Example: Joe and Emily lost their home when their adjustable rate mortgage reset at a higher rate, Joe lost his job, and the value of their home dropped by one-third.
- Joe and Emily owed $380,000 on their home, but after expenses, the bank only realized $300,000 from the sale.
- The bank reports $80,000 as canceled debt, which would be considered taxable income if not for the exclusion under the Mortgage Forgiveness Debt Relief Act..
- Joe and Emily might also qualify for a break on the tax if they are insolvent at the time of the foreclosure – see "Debts canceled when you were insolvent," below.
- For more details, see the U.S. Taxpayer Advocate Service's publication, "Cancellation of debt."
Exception 4: Forgiven interest that would have been deductible (such as interest on business debt)
You do not have to pay tax on the portion of the debt due to interest, if you could have deducted the interest if you had paid it.
On the other hand, if you could not have deducted it – for example, if it was interest on a personal credit card – you must pay taxes on all the forgiven debt, including the interest.
Example 1: You receive a Form 1099-C for forgiven debt on your business credit card, which you used only for your sole proprietorship business.
- The total canceled debt in box 2 on the form is $5,000 and the interest portion in box 3 is $2,000.
- Unless you qualify for any of the other exceptions, report the debt not including interest, or $3,000 ($5,000 minus $2,000), as income on the Schedule C for your business.
Example 2: The facts are the same as in the previous example, except it's your personal department store card.
- The interest is not deductible when paid; therefore it does not qualify for the exception.

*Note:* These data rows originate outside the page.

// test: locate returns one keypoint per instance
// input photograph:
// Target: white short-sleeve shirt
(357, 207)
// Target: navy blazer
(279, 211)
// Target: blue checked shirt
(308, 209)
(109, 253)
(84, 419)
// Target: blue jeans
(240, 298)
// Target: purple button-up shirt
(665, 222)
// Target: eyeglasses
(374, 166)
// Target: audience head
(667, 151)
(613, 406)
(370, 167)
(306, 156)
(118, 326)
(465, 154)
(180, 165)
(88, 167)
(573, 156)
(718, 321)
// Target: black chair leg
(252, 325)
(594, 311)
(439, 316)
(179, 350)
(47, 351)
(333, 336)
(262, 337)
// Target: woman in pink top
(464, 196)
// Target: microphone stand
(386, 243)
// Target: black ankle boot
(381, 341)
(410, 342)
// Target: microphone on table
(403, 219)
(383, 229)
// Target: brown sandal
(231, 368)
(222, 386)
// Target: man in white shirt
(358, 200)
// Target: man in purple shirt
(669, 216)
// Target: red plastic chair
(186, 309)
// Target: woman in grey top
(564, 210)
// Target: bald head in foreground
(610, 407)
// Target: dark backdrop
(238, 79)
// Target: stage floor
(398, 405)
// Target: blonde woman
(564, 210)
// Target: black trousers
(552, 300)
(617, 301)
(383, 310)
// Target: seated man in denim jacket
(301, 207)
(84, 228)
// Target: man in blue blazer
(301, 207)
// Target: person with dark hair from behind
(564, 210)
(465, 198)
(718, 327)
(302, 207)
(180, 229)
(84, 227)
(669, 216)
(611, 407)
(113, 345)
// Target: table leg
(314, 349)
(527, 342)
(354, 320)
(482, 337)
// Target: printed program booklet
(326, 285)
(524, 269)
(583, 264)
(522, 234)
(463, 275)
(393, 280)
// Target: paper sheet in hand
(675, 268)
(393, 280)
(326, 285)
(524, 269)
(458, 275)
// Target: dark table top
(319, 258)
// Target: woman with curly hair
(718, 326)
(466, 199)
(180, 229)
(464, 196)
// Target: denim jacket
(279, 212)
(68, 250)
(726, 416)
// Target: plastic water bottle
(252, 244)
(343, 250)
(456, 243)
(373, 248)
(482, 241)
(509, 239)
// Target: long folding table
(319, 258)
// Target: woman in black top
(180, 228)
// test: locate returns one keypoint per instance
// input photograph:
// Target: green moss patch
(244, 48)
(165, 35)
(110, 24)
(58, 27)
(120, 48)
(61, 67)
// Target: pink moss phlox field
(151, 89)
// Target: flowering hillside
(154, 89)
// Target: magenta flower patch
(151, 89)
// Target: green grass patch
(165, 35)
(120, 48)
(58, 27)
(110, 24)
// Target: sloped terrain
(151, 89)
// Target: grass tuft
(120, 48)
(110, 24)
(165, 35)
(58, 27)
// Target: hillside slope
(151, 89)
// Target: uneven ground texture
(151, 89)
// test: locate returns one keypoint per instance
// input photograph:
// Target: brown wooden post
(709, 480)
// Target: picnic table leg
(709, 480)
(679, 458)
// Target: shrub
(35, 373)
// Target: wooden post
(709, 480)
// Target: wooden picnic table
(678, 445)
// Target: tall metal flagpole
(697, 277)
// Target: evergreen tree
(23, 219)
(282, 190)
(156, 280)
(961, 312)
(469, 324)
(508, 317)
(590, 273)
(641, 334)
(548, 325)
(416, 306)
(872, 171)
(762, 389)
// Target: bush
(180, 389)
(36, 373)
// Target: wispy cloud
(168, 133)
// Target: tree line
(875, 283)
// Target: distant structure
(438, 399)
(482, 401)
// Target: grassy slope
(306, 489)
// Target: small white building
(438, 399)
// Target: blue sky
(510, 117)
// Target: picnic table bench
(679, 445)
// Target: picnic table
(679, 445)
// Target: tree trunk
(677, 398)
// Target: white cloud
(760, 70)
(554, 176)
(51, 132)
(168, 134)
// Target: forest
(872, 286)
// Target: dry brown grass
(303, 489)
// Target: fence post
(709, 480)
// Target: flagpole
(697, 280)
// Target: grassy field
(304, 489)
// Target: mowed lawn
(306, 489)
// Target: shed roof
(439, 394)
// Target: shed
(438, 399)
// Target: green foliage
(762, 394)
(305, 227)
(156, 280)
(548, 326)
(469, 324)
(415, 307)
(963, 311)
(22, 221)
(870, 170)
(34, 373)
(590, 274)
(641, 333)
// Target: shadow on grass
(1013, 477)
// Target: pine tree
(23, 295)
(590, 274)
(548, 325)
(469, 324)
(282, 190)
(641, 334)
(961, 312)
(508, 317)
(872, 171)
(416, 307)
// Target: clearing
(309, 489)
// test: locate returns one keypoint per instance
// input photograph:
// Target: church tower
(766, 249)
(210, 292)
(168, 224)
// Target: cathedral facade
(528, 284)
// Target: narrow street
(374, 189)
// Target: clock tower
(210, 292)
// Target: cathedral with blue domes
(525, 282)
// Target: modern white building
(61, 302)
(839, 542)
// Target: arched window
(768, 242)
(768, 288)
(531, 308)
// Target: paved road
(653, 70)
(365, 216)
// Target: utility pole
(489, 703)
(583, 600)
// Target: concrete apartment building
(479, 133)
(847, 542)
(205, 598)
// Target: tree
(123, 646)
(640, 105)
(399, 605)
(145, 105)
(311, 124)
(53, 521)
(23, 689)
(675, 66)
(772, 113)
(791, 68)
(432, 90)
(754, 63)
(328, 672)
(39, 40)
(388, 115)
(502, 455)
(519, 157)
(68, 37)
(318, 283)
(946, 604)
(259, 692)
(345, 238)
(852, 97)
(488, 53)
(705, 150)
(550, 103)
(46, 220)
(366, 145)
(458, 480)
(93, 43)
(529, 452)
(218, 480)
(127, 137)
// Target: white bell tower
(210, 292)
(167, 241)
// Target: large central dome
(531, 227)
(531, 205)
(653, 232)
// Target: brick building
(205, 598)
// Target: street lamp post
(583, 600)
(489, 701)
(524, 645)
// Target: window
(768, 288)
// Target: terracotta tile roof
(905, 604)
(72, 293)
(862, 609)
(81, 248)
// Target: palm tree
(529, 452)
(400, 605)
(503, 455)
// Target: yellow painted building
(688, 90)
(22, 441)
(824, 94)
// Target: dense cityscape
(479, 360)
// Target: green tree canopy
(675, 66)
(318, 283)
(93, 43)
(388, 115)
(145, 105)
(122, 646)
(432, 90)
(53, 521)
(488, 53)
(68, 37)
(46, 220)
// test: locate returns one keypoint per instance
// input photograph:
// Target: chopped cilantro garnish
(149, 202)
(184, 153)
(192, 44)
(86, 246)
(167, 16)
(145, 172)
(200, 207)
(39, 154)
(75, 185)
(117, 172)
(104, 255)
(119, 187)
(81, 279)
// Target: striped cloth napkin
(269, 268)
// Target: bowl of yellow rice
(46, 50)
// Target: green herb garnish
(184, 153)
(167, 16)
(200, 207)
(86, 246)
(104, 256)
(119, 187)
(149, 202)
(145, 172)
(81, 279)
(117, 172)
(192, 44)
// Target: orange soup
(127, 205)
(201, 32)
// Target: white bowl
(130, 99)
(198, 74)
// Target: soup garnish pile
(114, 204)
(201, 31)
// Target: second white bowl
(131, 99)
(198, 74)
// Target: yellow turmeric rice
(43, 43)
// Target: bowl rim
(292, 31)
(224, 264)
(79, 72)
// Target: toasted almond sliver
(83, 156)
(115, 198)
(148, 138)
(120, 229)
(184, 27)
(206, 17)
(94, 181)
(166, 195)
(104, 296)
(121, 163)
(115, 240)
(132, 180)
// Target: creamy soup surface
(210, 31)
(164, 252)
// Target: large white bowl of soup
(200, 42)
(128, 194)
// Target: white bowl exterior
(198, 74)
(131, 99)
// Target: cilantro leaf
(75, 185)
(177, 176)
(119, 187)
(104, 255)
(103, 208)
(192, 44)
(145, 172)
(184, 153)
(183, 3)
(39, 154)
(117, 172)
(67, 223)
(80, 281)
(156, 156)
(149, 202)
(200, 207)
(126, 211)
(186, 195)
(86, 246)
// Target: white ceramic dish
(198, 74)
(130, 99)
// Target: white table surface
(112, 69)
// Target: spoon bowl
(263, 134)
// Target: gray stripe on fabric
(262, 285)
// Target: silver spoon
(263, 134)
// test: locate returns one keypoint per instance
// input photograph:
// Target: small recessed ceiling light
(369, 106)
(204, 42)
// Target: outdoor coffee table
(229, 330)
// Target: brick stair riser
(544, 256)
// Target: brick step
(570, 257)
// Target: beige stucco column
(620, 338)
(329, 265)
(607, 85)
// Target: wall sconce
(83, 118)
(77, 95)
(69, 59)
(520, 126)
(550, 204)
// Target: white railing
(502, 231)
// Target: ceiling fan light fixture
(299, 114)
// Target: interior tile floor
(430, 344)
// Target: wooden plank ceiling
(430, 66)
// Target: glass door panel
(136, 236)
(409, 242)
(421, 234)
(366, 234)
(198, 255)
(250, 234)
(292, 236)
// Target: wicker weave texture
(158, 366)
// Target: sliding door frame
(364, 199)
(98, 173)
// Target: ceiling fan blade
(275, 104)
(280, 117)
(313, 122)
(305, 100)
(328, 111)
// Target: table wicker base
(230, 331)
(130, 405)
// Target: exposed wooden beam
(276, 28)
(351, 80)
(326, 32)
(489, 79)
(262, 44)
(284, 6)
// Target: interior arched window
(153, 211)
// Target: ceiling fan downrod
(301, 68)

- Unless you qualify for any of the other exceptions, report $5,000 on Form 1040, line 21 (for 2010).
Exception 5: Cancellation of debt as a gift
If the cancellation of debt is a gift, it's not income.
- Generally, the IRS will believe you if you say it is a gift and it's between parties such as family members or friends.
- The IRS takes a dim view of taxpayers claiming that canceled debt from banks, employers or anyone else with whom you have a strictly working relationship are "gifts."
- Note: If more than $13,000 of debt is canceled in one year, the gift giver has to file a gift tax return (although they almost certainly will not owe a tax). That should not affect you as the recipient.
Example: Roxy borrowed $6,000 from her dad while she was unemployed. She wrote up a promissory note for the debt. Now Dad says she doesn't have to repay him after all. Roxy does not have to report the forgiven $6,000 debt as income. (She should, however, make sure the promissory note is marked as "paid.")
Exception 6: Business, farm exclusions
In addition, you may not have to pay tax on canceled debt if it was in connection with your farm, or if the debts were attached to business real estate and were forgiven when you owed more than the property was worth.
If you received a 1099-C form and you qualify for one of these exceptions, you still have to tell the IRS that you don't have to include the forgiven debt as income and why. File Form 982, Reduction of Tax Attributes Due to Discharge of Indebtedness, with your income tax form, and consider your old debt that much further behind you. For help with the form, review IRS Publication 4681.